« Pour l’armée syrienne, les soignants sont une cible prioritaire » – Par Annie Demontfaucon
14 Avril 2012
Syrie. De retour de la région d’Idleb au nord du pays où les combats ont repris hier, le Dr Peillon, médecin urgentiste, parti en mission pour une ONG, témoigne de l’impossibilité pour les soignants de porter secours aux blessés.
Entrée clandestine par la frontière turque
« Avec le Dr Jacques Bérès, chirurgien et médecin humanitaire, nous sommes partis en Syrie dans le nord du pays, en mission pour une grosse ONG dont on préfère taire le nom. Nous avons dû être exfiltrés rapidement la semaine dernière alors que notre retour était prévu aujourd’hui (NDLR : vendredi 13). Il devenait trop risqué de rester sur place.
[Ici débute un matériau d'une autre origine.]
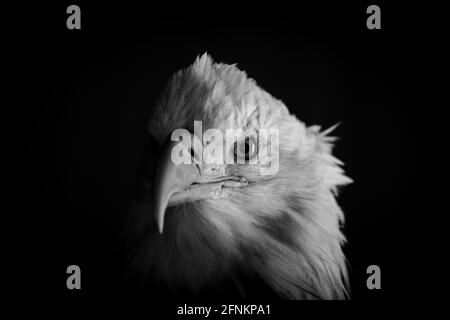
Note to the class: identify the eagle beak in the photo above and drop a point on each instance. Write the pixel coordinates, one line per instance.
(175, 184)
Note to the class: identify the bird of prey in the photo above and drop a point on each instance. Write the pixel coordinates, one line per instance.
(197, 226)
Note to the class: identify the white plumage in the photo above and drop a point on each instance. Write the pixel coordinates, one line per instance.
(284, 228)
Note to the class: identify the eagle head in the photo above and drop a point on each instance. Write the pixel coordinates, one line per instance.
(276, 219)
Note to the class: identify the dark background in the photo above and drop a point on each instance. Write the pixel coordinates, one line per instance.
(89, 94)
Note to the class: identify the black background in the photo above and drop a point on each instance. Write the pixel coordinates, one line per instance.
(89, 94)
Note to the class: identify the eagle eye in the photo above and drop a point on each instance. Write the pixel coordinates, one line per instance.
(247, 149)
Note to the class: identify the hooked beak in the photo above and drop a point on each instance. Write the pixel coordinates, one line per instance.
(175, 184)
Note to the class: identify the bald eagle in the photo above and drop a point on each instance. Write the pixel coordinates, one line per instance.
(199, 226)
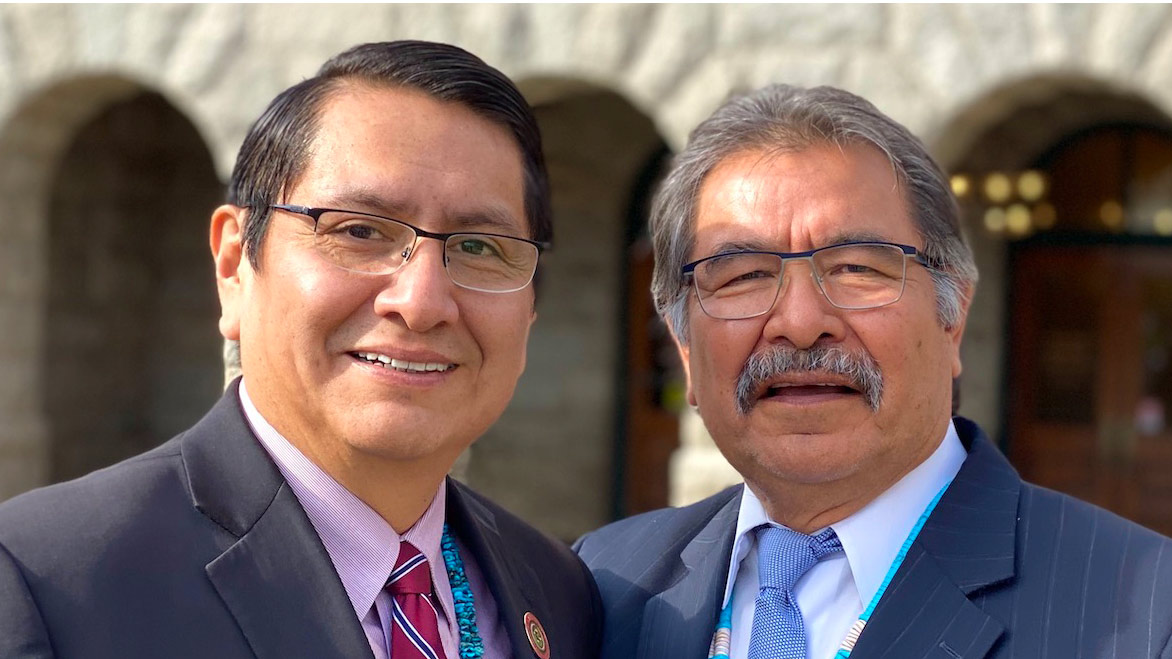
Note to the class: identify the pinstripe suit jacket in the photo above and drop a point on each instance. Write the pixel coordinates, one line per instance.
(1002, 569)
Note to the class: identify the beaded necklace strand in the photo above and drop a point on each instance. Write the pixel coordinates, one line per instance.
(470, 644)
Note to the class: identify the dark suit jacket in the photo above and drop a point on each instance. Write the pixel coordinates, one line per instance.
(200, 549)
(1002, 569)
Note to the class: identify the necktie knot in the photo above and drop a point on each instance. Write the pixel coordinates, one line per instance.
(784, 556)
(411, 573)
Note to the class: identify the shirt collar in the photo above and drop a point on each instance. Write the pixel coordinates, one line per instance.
(872, 536)
(360, 543)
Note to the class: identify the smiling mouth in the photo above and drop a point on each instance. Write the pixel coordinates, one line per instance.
(802, 391)
(401, 365)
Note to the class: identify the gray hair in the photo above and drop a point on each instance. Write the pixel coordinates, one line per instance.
(781, 117)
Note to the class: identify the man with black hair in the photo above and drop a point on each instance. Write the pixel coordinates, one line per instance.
(375, 262)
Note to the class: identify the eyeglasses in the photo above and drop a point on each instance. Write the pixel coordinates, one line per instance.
(372, 244)
(851, 276)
On se mettait en danger, on mettait en danger nos accompagnants pour un rapport bénéfice/risque trop défavorable. A l’aller et au retour, nous sommes passés par la frontière turque. J’ai fait plusieurs fois équipe avec le Dr Bérès qui est allé à Homs et qui souhaitait y retourner. Toute entrée en Syrie est interdite. Pendant les dix jours où nous étions sur place, nous n’avons vu ni médecin étranger, ni ONG, ni journaliste. Les gens de la région d’Idleb se sentent oubliés. Par notre présence, on leur apporte des soins mais aussi une reconnaissance de leurs difficultés et surtout notre engagement à témoigner ».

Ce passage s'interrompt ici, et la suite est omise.